IDAHO LIVING

IDAHOAN: NIKKI MACREDES

Nikki Macredes

It’s not everyday you meet someone with plans to save the world. Much less someone who wants to save the world by saving bugs.

And then you meet Nikki Macredes, an Idahoan beekeeper with an absolute passion for bees.

Just ask her what the bee obsession is all about and you’ll get an answer like this: 

My mission right now is to save as many bees as I can.

Nikki didn’t grow up loving bees. In fact, she had the same reaction to them most of us still do.

“I was scared of bees and I didn’t really know how gentle they were until we started picking them up and started saving them,” she said.

Yes, you read that correctly. Nikki and her daughter would find bees close to death, dying of thirst, and she would take them home to feed them sugar water until they recovered.

Her bee-saving work coincided with a unique experience Nikki shared with a bee. 

“One day I was sitting in my backyard and this honeybee just hovered in front of my face for 15 to 20 seconds.  It was like she was checking me out and trying to tell me something,” Nikki said.

After that, Nikki was hooked on bees. 

“I knew that one out of every three bites we eat depends on the bees. I knew we were losing a third of our colonies and every year beekeepers were losing bees like crazy and I wanted to be part of helping to save them and to raise awareness so people know how important they are,” Nikki said.

So she started her company, Bee Swell. As owner, not only does she work to educate people about the importance of bees but she also rescues bees.

“We want to raise awareness to let people know if you see a swarm in your yard, call a beekeeper. We will come out for free and rescue the bees. We don’t want them to be sprayed. We want to save every bee that we can,” Nikki said.

Bee Swell also sells eco-friendly surf wax made from beeswax and honeybee wildflower seed mixtures called ‘seed bombs’ that will sprout wildflowers in your backyard.

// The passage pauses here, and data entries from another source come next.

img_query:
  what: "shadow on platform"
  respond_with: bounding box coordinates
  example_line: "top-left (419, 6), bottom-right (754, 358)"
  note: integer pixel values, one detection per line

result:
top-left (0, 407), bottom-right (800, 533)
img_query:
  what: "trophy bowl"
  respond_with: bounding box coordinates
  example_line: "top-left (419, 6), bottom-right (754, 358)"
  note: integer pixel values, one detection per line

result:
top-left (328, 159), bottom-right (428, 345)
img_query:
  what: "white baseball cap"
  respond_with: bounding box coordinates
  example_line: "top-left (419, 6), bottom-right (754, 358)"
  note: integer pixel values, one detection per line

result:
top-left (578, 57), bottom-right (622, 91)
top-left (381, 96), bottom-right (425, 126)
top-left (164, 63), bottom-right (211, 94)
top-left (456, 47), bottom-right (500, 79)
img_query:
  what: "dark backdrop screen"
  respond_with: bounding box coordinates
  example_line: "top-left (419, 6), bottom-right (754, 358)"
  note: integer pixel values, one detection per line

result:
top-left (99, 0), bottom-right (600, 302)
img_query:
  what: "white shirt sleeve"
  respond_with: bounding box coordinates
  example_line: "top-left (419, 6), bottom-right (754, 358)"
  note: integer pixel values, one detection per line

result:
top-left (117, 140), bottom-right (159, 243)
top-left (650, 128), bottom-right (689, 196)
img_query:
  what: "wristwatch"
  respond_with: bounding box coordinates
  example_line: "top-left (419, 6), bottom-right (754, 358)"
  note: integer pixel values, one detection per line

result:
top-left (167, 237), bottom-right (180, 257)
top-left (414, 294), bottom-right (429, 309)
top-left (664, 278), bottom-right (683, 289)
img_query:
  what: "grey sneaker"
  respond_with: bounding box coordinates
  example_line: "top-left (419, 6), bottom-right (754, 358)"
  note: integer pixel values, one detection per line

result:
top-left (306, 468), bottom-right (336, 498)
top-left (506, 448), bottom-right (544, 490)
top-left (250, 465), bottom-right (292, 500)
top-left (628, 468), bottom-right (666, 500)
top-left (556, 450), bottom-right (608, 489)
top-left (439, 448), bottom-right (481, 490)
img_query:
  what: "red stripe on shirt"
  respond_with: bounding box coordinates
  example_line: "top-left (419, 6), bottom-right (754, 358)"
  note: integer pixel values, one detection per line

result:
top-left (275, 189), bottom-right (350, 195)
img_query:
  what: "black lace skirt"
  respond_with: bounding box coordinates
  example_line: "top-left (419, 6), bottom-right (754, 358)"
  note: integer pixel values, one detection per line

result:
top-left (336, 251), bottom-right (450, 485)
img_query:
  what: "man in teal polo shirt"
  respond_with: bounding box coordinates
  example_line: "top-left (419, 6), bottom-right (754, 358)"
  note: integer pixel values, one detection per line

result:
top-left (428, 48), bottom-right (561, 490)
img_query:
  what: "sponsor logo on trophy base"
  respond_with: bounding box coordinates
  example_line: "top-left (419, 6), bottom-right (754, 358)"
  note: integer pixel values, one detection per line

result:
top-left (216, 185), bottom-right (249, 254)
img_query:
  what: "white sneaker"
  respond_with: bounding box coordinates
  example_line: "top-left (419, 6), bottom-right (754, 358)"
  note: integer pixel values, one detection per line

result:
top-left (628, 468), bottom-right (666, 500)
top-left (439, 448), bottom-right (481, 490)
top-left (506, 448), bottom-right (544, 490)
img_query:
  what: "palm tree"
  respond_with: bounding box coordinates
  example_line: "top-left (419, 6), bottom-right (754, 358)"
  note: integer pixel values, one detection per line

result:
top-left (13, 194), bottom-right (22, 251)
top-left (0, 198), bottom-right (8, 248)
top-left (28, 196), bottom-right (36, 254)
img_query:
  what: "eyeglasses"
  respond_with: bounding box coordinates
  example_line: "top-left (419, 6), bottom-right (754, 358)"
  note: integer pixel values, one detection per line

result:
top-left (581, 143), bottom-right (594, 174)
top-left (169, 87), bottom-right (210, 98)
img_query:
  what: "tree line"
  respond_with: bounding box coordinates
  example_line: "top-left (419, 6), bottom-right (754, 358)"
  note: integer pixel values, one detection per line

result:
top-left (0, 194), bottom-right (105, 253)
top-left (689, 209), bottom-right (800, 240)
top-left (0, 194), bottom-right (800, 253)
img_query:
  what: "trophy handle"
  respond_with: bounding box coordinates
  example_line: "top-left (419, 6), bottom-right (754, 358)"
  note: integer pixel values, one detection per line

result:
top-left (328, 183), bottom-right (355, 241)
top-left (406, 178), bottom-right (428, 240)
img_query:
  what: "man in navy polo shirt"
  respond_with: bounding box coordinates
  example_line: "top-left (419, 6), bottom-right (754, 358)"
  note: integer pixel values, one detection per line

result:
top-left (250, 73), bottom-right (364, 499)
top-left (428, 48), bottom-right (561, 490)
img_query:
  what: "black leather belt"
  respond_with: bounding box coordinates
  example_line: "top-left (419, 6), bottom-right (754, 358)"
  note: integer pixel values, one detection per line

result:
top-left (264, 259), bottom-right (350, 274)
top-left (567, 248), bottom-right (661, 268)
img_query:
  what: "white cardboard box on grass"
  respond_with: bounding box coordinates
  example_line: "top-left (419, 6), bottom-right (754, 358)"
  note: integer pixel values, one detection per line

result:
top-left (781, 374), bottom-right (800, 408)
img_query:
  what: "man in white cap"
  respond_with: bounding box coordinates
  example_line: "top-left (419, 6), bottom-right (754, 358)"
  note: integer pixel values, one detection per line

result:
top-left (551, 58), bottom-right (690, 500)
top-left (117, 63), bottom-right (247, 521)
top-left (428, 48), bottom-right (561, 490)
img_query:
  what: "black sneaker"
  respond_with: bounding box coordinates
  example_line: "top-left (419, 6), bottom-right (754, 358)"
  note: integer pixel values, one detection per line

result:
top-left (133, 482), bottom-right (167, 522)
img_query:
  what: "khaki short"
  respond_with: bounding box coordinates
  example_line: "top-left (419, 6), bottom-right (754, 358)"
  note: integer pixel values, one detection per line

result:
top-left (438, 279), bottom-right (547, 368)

Nikki is hopeful her message will resonate with people and she can help them to understand just how much bees do.

“The cotton from our clothes, the alfalfa that feeds the cows, all of that is pollinated by bees. It’s more than just what we eat, it’s our whole ecosystem,” Nikki said.

While there are many reasons and theories for the disappearance of bees in our world, Nikki says pesticides play a large role.  She asks people to avoid spraying plants, including dandelions, with toxic pesticides.

“What happens is the bees land on that flower and they end up taking in the poison, bringing it back to the hive, because they’re giving this food to the whole colony and you can kill a whole colony,” she said.

Nikki estimates she has maybe 70,000 bees in her bee boxes in her back yard in Middleton, Idaho. Her plan is to grow the business and eventually move to a larger piece of land where she can create a pollinators sanctuary for even more bees to thrive.

She says she never guessed her life would be put on this trajectory, but she couldn’t be happier about it.

“I can’t even explain how it happened. That one bee was all that it took to put me on this journey and three almost four years later I am loving every minute of it. I never knew I could love a bug so much,” she said.